Real men offer solutions, not bring other people down because they feel shitty about themselves.

Do women need to be made aware of the problems they face in modern society? Yes!

Do women need to be held accountable for their actions? Absolutely, yes!

Does sitting here and telling a woman to make you a sandwich or not speak until spoken to make you a man? Absolutely not!

You see, if you were a good man and treated your woman like a lady, she would already know when you were hungry and you wouldn't have to sit there and tell her to do anything.

When a you treat a woman with respect and treat her like a lady, while holding up your end of the deal by being a man and protecting her, she will naturally cater to your needs because this is inherently in every woman's DNA.

Part of being a man is being able to commit to one woman and one woman only because not only is it a commitment to her, but a commitment to yourself.

As soon as you decide to treat a woman like she is just an option and she should just obey you, you have officially lost sight of what it means to be a man.

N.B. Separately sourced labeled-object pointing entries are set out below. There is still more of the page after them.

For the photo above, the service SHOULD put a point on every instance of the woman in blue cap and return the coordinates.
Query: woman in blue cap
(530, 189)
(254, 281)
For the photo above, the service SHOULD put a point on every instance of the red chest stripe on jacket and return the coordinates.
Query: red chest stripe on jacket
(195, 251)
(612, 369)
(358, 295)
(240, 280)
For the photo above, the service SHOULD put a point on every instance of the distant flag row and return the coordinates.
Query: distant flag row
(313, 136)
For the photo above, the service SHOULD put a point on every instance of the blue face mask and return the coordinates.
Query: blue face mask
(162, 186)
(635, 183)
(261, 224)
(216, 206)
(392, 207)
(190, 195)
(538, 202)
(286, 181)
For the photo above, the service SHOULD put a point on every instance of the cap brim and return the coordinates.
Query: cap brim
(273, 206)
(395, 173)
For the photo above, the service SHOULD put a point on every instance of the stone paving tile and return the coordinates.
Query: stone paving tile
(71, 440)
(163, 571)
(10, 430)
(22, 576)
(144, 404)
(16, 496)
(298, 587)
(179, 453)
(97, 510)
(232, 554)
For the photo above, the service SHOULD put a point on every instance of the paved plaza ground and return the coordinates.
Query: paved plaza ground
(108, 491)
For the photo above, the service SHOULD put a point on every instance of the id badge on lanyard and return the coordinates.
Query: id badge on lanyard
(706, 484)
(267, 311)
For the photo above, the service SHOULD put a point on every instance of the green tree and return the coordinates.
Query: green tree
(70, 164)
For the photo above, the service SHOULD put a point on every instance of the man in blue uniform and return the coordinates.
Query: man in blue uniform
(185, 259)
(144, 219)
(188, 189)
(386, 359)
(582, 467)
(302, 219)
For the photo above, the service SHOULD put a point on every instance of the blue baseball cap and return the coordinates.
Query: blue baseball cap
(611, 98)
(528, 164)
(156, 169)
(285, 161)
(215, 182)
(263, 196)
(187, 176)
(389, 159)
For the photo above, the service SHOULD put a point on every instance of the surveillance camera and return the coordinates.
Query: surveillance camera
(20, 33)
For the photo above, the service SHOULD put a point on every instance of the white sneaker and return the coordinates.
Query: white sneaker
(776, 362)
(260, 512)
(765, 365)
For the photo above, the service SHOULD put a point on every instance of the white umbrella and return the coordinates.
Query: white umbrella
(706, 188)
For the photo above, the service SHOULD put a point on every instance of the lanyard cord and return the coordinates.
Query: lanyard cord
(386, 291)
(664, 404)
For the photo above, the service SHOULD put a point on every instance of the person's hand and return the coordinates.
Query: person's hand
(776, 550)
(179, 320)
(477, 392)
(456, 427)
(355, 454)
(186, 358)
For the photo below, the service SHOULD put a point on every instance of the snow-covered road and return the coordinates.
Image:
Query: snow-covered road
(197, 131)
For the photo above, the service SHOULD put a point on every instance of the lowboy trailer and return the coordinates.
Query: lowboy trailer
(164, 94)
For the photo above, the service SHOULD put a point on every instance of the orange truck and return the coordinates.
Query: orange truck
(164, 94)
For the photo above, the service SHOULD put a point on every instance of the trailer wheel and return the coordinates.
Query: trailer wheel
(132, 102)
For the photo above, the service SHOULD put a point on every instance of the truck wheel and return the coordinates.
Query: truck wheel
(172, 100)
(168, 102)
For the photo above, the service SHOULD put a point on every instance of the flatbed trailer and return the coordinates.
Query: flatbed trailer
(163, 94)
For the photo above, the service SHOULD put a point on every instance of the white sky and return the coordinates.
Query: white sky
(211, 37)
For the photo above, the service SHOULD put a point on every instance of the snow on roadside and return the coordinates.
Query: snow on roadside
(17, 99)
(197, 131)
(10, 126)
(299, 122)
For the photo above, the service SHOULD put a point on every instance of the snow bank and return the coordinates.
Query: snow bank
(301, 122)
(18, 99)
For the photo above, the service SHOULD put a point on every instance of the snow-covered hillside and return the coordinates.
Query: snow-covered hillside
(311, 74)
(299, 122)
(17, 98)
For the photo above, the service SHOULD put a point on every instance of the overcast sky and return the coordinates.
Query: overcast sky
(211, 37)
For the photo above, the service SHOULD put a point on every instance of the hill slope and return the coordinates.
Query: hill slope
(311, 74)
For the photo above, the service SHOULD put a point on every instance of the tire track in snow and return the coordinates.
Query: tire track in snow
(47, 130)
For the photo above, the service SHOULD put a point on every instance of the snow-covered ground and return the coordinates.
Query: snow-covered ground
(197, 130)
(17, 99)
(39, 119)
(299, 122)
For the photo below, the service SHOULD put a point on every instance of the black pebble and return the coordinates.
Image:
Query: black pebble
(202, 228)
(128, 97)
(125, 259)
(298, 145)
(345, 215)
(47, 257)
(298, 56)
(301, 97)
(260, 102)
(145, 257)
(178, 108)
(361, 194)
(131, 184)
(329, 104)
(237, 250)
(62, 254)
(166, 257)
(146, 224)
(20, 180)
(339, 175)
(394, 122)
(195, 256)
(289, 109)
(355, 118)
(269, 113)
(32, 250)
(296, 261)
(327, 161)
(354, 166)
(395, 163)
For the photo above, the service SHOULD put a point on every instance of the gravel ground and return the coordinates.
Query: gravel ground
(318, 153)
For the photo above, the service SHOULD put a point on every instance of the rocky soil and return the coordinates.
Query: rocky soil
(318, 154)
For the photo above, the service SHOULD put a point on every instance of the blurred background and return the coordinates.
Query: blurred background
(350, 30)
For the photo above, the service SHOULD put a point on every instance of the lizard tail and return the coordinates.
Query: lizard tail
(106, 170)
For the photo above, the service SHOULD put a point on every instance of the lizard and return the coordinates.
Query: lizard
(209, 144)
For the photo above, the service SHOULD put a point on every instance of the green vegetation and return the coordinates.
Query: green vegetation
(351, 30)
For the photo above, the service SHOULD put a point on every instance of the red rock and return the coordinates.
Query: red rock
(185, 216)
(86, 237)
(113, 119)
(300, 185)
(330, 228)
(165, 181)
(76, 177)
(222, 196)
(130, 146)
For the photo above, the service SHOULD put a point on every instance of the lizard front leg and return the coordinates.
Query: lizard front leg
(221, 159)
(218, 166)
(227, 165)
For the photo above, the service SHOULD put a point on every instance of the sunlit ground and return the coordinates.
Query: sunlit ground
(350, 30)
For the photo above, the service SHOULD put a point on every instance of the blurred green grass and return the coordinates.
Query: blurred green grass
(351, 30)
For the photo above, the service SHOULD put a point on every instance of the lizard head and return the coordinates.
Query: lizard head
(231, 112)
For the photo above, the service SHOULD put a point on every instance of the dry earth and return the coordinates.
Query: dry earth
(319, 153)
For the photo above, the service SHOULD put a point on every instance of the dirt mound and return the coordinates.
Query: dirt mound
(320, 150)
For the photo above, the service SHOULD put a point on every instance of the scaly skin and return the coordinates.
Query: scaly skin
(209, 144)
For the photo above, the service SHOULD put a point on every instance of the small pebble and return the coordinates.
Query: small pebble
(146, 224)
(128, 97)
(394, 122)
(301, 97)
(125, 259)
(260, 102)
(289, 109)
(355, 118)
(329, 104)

God created woman as an extension of man, not to serve man.

Men and women were meant to work together, not men having some sort of hierarchical status over women and commanding her to do things.

No man should ever have to command respect from a woman.

You ask for respect by having boundaries as a man.

If a woman truly respects you, she will respect your boundaries because she is confident in you and your ability at being a man.

This doesn't go without mentioning that if you are going to have boundaries as a man, then you must be willing to reciprocate that same level of standards and respect to your woman.

If a woman does not respect you or your boundaries, then you will know as a man to respectfully remove yourself from the relationship.

This is commitment, gentlemen!

A man that only commits to things that are convenient for him because he would rather seek pleasure and he has the money and "status" for doing so, will eventually have to pay for the consequences later in life.

A man that commits to all things that he does and the things he says he is going to do is a respectable man.

He is a man of commitment.

He is a man that is worthy of a woman's love.